Untrustworthy treatment comparisons are those in which biases, or the play of chance, or both result in misleading estimates of the effects of treatments. Fair treatment comparisons avoid biases and reduce the effects of the play of chance.
Failure to test theories about treatments in practice is not the only preventable cause of treatment tragedies. Tragedies have also occurred because the tests used to assess the effects of treatments have been unreliable and misleading. The principles of fair tests have been evolving for at least a millennium (list records coded Principles of Testing) – and they continue to evolve today (Savovic et al. 2012; Jefferson et al. 2014).
For example, in the 1950s, theory and poorly controlled tests yielding unreliable evidence suggested that giving a synthetic sex hormone, diethylstilboestrol (DES), to pregnant women who had previously had miscarriages and stillbirths would increase the likelihood of a successful outcome of later pregnancies. Although fair tests had suggested that DES was useless, theory and the unreliable evidence, together with aggressive marketing, led to DES being prescribed to millions of pregnant women over the next few decades. The consequences were disastrous: some of the daughters of women who had been prescribed DES developed cancers of the vagina, and other children had other health problems, including malformations of their reproductive organs and infertility (Apfel and Fisher 1984).

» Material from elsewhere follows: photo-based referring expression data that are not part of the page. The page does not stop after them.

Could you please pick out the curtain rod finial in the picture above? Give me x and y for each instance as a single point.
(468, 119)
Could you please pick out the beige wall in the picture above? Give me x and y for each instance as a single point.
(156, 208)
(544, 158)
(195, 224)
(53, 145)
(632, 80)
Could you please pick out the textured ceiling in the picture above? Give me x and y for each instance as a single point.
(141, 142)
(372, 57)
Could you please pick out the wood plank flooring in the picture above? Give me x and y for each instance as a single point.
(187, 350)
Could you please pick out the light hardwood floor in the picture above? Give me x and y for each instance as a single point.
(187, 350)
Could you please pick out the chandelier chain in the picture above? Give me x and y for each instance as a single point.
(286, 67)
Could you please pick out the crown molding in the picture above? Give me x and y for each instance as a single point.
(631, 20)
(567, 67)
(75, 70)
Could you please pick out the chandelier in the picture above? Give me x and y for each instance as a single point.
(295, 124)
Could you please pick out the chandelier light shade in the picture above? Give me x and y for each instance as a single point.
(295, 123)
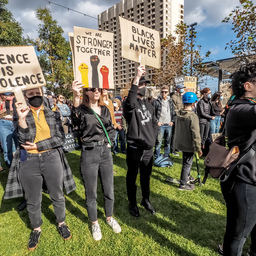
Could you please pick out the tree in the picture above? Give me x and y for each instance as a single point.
(10, 29)
(243, 20)
(54, 54)
(176, 56)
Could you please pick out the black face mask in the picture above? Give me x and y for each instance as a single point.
(142, 91)
(36, 101)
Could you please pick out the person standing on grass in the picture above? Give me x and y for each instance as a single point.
(39, 158)
(165, 115)
(187, 138)
(97, 133)
(141, 137)
(239, 190)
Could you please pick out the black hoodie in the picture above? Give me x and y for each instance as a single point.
(142, 123)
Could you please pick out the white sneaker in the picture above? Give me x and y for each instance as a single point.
(114, 225)
(96, 232)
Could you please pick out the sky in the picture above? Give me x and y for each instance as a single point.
(211, 33)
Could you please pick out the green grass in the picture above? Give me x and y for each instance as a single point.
(187, 223)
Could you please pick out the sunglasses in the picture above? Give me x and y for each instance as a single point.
(93, 89)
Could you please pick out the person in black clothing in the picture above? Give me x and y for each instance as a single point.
(141, 136)
(205, 114)
(96, 159)
(239, 190)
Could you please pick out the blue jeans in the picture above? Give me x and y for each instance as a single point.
(164, 131)
(121, 135)
(241, 219)
(8, 139)
(215, 124)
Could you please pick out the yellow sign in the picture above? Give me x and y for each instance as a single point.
(19, 68)
(92, 53)
(140, 44)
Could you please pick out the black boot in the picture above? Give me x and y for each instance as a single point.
(148, 206)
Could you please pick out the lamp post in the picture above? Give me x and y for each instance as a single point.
(191, 36)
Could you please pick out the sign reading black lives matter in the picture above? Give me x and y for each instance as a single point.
(93, 57)
(140, 44)
(19, 68)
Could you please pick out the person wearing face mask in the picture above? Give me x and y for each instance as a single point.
(141, 137)
(205, 114)
(39, 158)
(218, 110)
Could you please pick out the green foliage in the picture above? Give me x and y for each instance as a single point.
(243, 20)
(54, 54)
(10, 29)
(176, 56)
(187, 223)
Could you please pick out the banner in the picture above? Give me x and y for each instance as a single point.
(93, 57)
(190, 84)
(19, 68)
(140, 44)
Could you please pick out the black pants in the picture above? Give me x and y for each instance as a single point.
(240, 200)
(138, 159)
(186, 167)
(204, 132)
(46, 166)
(98, 161)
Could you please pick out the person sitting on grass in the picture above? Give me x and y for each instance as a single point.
(187, 138)
(39, 158)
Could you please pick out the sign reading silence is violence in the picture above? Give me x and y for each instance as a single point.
(20, 70)
(140, 44)
(92, 55)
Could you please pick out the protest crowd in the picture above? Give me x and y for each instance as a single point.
(32, 139)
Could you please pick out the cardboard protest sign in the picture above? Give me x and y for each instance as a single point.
(190, 84)
(93, 57)
(140, 44)
(19, 69)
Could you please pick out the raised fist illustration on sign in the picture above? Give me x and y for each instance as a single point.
(95, 76)
(105, 71)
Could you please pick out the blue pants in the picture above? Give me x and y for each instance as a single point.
(241, 219)
(8, 139)
(215, 125)
(164, 131)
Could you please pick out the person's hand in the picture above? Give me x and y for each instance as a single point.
(22, 110)
(76, 88)
(29, 146)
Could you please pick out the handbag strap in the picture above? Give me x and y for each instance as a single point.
(102, 126)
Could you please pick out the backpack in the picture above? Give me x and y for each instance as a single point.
(163, 161)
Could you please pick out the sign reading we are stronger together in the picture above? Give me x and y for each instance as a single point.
(92, 53)
(140, 44)
(19, 68)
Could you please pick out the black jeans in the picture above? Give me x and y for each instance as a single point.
(204, 132)
(240, 200)
(98, 160)
(138, 158)
(186, 167)
(46, 166)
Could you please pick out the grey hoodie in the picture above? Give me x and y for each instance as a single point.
(187, 132)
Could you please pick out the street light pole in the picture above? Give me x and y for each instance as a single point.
(191, 36)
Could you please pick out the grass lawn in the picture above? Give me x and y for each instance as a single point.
(187, 223)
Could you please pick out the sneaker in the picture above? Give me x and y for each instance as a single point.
(186, 187)
(96, 232)
(114, 225)
(33, 240)
(64, 231)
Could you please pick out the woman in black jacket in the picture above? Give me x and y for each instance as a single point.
(91, 117)
(239, 190)
(205, 114)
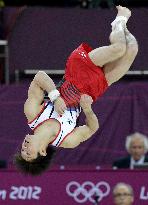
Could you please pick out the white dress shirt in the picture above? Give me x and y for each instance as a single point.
(133, 162)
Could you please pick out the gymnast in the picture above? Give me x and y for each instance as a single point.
(88, 74)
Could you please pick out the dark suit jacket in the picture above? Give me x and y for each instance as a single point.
(124, 163)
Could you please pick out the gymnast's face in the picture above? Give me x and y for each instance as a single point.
(29, 150)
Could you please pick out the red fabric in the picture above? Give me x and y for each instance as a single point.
(84, 74)
(70, 94)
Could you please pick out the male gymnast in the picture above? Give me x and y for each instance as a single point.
(87, 76)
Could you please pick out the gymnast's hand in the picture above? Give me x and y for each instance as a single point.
(60, 105)
(85, 102)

Problems resulting from inadequate tests of treatments continue to occur. Again, because of unreliable evidence and aggressive marketing, millions of women were persuaded to use hormone replacement therapy (HRT). It was claimed that, not only could it reduce unpleasant menopausal symptoms, but also the chances of having heart attacks and strokes. When these claims were assessed in fair tests, the results showed that in women over 60, far from reducing the risks of heart attacks and strokes, HRT increases the risks of these life-threatening conditions, as well as having other undesirable effects. (McPherson 2004).
These examples of the need for fair tests of treatments are a few of many that illustrate how treatments can do more harm than good. Improved general knowledge about fair tests of treatments is needed so that – laced with a healthy dose of scepticism – we can all assess claims about the effects of treatments more critically. That way, we will all become more able to judge which treatments are likely to do more good than harm.
Fair tests entail taking steps to reduce the likelihood that we will be misled by the effects of biases of various sorts. Those addressed in the James Lind Library include design bias, allocation bias, co-intervention bias, observer bias, analysis bias, biases in assessing unanticipated effects, reporting bias, biases in systematic reviews, and researcher biases and fraud.
Essays on taking account of the play of chance address recording and interpreting numbers, quantifying uncertainty, and reducing the play of chance using meta-analysis.